The US Department of Justice (DOJ) has announced the dismantling of a prolific ransomware operation, Hive, which is believed to be responsible for attacking healthcare organizations and stealing millions of dollars. The DOJ’s four-month international operation with Germany and Netherlands disrupted Hive’s infrastructure and operations, seizing cryptocurrency wallets belonging to the group and issuing warnings to other ransomware operators.

Kimberly Goody, a senior manager at Mandiant Threat Intelligence and Google Cloud, has uncovered that Hive was responsible for over 15% of the security breaches she investigated in 2022, and over 50% affecting American companies. Shockingly enough, most of these attacks were against healthcare organizations.

At a press conference on Tuesday, January 24, 2023, Deputy Attorney General Lisa Monaco said that the DOJ had been able to identify and shut down the group’s servers while also seizing millions in cryptocurrency.
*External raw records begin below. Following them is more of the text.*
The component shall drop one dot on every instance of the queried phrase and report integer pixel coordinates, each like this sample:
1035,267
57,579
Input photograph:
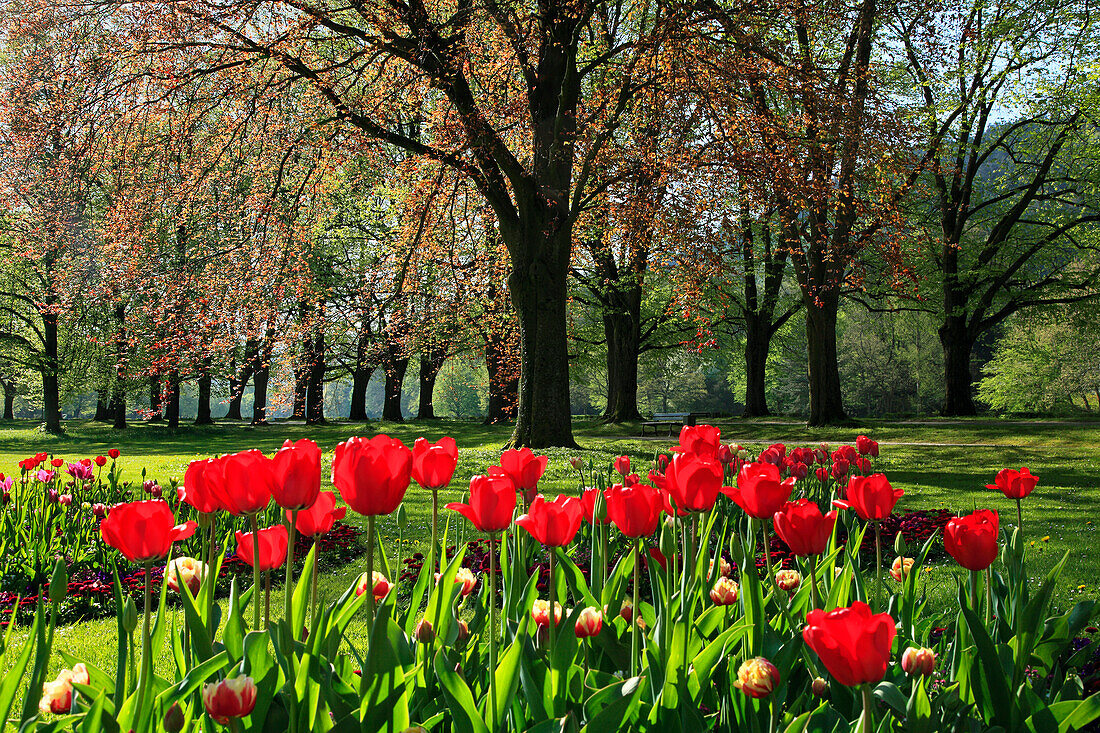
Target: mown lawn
948,469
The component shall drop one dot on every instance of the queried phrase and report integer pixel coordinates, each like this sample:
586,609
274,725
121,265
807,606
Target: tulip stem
868,709
878,560
370,570
288,591
435,533
255,572
492,630
635,647
146,654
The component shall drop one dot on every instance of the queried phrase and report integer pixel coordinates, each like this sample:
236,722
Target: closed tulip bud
229,698
174,719
725,591
58,583
919,662
901,568
757,677
589,622
789,580
424,632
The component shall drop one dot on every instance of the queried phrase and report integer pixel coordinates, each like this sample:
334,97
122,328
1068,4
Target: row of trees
197,192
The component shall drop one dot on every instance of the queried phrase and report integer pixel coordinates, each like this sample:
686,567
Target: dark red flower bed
90,595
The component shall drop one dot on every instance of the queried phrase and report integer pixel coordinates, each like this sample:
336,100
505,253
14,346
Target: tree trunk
155,404
202,409
503,382
758,335
172,401
395,368
540,251
826,401
261,373
315,397
51,386
430,363
9,400
958,382
623,331
361,376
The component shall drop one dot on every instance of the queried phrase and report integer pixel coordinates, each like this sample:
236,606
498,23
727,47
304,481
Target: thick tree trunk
261,374
360,378
430,363
758,335
202,409
539,294
315,398
155,403
826,400
623,331
9,401
51,386
172,401
503,382
395,368
958,382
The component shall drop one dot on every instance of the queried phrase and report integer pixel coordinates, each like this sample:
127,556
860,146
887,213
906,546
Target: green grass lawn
945,463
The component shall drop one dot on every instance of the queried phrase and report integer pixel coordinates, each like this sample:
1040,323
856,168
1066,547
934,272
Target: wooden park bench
671,420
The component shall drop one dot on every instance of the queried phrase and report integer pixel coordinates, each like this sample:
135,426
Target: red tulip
524,468
971,539
243,481
492,502
433,462
760,491
229,698
197,491
373,474
702,440
589,506
1014,484
272,547
871,496
296,473
801,525
143,531
694,482
552,524
853,643
623,465
635,510
319,517
867,447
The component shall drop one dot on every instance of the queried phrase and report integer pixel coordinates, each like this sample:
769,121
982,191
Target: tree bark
757,345
360,378
395,367
172,401
261,374
155,403
202,409
540,252
431,362
958,381
51,386
315,397
623,332
826,400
According to ransomware expert Allan Liska, the Justice Department’s decision to strike back at Hive is a big step in the fight against ransomware gangs. And by minimizing the attack from Hive, the authorities can seize this opportunity to gather further resources and intelligence on ransomware operations and prevent them from doing more damage in the future.
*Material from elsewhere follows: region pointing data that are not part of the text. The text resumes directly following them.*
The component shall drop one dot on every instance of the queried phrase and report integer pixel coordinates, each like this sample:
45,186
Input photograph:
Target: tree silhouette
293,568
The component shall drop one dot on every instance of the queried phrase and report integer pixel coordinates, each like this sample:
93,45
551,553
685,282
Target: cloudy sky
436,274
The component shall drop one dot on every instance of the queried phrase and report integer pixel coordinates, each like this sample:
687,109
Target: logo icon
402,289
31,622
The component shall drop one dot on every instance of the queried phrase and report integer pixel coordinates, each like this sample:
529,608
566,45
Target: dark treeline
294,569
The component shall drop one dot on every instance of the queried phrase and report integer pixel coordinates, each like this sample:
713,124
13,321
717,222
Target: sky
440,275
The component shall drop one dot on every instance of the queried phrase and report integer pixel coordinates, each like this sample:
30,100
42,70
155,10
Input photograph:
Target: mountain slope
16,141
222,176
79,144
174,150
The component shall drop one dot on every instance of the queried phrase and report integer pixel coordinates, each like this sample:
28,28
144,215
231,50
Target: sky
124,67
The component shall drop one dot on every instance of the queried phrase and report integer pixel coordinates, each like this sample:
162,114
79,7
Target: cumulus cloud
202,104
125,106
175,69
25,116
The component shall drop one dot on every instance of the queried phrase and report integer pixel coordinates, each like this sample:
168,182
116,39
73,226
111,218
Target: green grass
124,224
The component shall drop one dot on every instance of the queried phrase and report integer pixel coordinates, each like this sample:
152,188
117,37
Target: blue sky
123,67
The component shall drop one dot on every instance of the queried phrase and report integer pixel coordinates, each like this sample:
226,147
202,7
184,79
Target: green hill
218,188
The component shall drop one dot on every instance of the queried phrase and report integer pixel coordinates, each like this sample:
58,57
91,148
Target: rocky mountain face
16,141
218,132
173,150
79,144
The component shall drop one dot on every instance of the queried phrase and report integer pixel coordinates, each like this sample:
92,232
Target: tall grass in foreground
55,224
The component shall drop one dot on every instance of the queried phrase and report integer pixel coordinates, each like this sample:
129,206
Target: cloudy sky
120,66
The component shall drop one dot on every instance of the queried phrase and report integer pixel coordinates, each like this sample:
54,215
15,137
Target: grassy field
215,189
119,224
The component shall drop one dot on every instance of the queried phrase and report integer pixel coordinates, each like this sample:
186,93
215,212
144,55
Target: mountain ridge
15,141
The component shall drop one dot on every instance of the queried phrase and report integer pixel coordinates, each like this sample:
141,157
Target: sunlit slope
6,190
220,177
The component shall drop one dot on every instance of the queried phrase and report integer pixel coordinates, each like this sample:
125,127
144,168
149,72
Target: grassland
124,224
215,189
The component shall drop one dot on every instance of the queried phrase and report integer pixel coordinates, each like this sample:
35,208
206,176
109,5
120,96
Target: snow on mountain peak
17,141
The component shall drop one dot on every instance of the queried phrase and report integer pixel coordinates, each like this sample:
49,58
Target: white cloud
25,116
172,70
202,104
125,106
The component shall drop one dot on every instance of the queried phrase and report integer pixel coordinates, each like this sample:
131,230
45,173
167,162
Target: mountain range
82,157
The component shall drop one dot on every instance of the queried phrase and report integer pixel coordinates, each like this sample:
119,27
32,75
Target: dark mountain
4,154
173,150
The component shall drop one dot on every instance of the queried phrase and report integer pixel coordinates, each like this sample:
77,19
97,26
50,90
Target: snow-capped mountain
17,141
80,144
With extreme confidence, Liska hopes that the DOJ will soon apprehend other ransomware groups. The continuous battle against these gangs is a never-ending war, but the constant global effort has made the business less lucrative than ever. By infiltrating the dark web with agents and collecting intel on the operations, they have been successfully causing paranoid fear within the ransomware community.

But according to John Hultquist, leader of Mandiant Threat Intelligence inside Google Cloud, Hive operators will most likely join different groups or reconstruct their previous organization and even give themselves another identity. “This kind of action adds an extra hurdle for ransomware activities,” said Hultquist. “Hive may need to reorganize and redesign its operation as well as create a new brand.”

Ransomware experts believe the Justice Department’s actions will do more than disrupt Hive’s operations. At the same time, this success can significantly affect future ransomware attacks in the United States. According to Hultquist, the disruption of Hive will not drastically impact ransomware activity. Nevertheless, it is still a significant setback for an organization that has posed threats by attacking healthcare systems and putting lives in danger.

The DOJ did not say when or if further arrests will be made, but security experts have praised its actions as an essential step in tackling what has become a global industry of cybercrime. The takedown of Hive will hopefully serve as a deterrent to other ransomware operations and organizations, ensuring that healthcare providers can provide services without fear of being targeted.

Ultimately, the DOJ’s actions demonstrate that it is determined to protect US citizens from the threat of ransomware attacks. As Deputy Attorney General Monaco said at the press conference, “We are committed to ensuring the security of our citizens and will use whatever means necessary to do so.”